On a state television morning show on Saturday, commentators said that Army reinforcements and Russian aid would repel ‘terrorist groups’accusing Turkey of supporting the advance of insurgents in the provinces of Aleppo and Idlib.
Aleppo has not been attacked by opposition forces since they were driven from eastern neighborhoods in 2016, following a grueling military campaign in which Syrian government forces were supported by Russia, Iran and its allied groups.
The attack on Aleppo follows weeks of simmering violence, including government attacks on opposition-held areas. Turkey, which has supported Syrian opposition groups, has failed in its diplomatic efforts to prevent the Syrian government attacks, which were seen as a violation of a 2019 agreement sponsored by Russia, Turkey and the Iran to freeze the conflict line.
The offensive came as Iran-linked groups, primarily Lebanese Hezbollah, which has supported Syrian government forces since 2015, were preoccupied with their own battles inside the country. A ceasefire in the two-month war between Hezbollah and Israel came into effect on Wednesday, the day Syrian opposition factions announced their offensive. Israel has also intensified its attacks against Hezbollah and Iran-linked targets in Syria over the past 70 days.

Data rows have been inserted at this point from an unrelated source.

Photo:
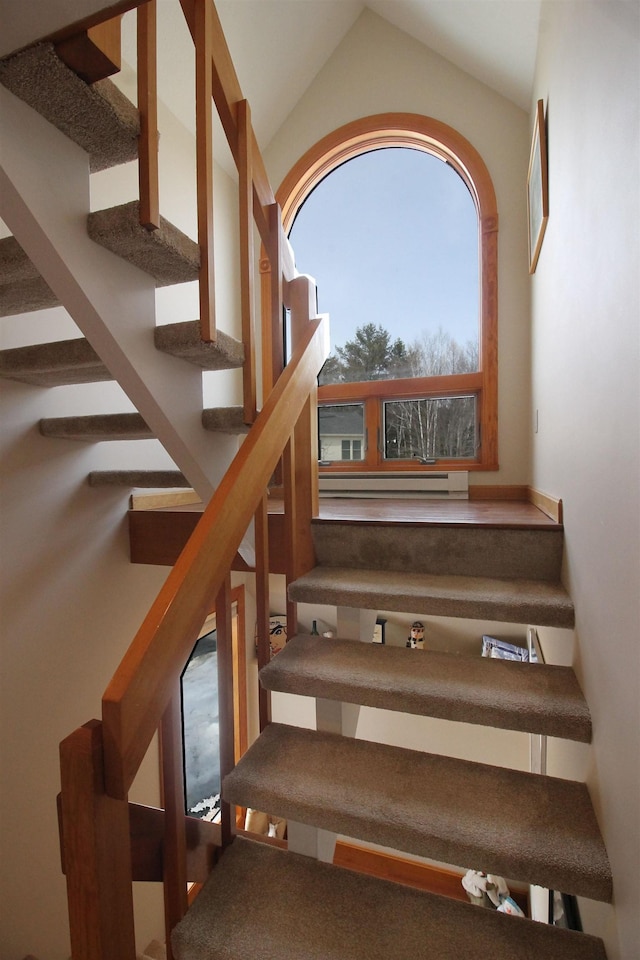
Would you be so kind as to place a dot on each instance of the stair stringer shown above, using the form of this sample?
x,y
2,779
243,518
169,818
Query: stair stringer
x,y
44,186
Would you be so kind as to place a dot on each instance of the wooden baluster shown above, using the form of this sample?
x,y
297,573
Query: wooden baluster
x,y
96,852
290,528
238,629
175,843
95,53
225,698
247,266
148,177
262,604
204,166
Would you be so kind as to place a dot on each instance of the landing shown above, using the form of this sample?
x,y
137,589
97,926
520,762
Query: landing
x,y
519,514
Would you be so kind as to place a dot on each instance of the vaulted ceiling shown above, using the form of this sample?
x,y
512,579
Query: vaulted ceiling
x,y
278,46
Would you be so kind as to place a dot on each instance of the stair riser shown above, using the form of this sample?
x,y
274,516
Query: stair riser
x,y
473,552
400,601
518,825
537,699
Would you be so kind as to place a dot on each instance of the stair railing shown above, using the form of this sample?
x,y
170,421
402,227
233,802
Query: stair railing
x,y
106,841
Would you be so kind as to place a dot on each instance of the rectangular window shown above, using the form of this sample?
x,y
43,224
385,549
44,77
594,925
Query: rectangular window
x,y
341,432
436,428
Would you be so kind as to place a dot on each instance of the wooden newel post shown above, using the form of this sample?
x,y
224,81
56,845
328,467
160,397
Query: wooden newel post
x,y
302,302
96,852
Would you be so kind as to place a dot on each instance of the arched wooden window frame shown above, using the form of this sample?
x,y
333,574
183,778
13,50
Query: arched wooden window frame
x,y
437,138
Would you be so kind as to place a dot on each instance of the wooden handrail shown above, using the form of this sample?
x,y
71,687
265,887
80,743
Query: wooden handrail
x,y
203,39
247,258
139,692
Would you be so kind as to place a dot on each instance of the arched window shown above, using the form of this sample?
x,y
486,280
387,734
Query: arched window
x,y
406,411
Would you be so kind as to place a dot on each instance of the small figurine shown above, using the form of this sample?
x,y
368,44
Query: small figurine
x,y
416,639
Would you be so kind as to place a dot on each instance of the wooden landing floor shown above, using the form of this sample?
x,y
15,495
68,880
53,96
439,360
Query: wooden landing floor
x,y
158,535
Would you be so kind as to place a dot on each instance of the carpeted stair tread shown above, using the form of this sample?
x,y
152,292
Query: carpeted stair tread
x,y
534,698
462,550
477,598
183,340
228,420
169,255
97,427
131,426
149,479
527,827
261,903
54,364
97,117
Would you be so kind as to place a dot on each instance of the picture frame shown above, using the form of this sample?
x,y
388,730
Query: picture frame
x,y
537,187
379,630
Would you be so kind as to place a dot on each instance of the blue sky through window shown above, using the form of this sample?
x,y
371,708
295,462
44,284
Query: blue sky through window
x,y
391,238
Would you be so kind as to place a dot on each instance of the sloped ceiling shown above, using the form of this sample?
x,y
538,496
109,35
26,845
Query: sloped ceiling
x,y
278,46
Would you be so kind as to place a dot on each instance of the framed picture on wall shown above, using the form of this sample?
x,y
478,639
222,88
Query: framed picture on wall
x,y
537,187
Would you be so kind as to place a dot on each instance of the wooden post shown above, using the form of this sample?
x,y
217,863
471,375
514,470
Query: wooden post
x,y
291,529
94,53
302,302
204,165
175,845
247,266
262,605
96,852
148,177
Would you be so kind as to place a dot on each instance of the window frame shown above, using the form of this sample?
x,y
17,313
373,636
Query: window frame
x,y
439,139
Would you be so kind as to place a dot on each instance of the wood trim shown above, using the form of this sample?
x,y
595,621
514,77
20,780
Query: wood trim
x,y
141,687
498,492
263,538
276,320
240,699
421,876
389,130
552,506
109,12
247,257
227,716
401,388
155,501
148,173
174,864
203,38
147,827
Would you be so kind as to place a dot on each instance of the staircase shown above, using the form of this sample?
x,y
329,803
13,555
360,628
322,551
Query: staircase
x,y
101,120
524,826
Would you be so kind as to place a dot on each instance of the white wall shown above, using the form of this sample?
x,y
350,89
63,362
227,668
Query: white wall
x,y
378,68
586,370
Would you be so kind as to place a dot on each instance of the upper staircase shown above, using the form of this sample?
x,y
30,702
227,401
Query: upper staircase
x,y
261,903
100,119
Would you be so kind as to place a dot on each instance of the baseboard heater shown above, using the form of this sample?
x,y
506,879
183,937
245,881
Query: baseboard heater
x,y
447,485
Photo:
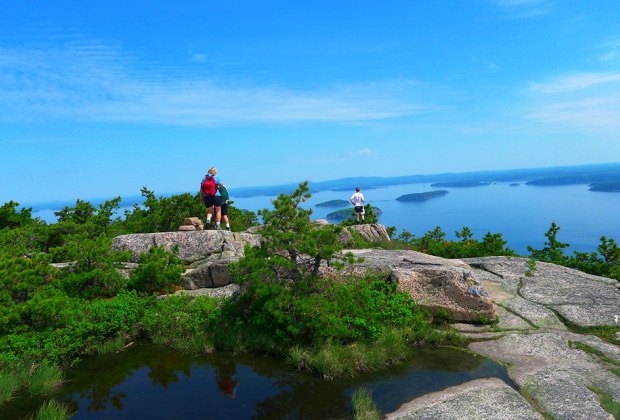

Turkey’s Anadolu news agency said insurgents had taken control of large parts of rural Aleppo and Idlib.
The 2016 battle for Aleppo marked a turning point in the war between Syrian government forces and rebel fighters, after 2011 protests against President Bashar Assad’s rule escalated into all-out war.
Russia, Iran and their allies helped Syrian government forces regain control of the city that year, after a grueling military campaign and a weeks-long siege.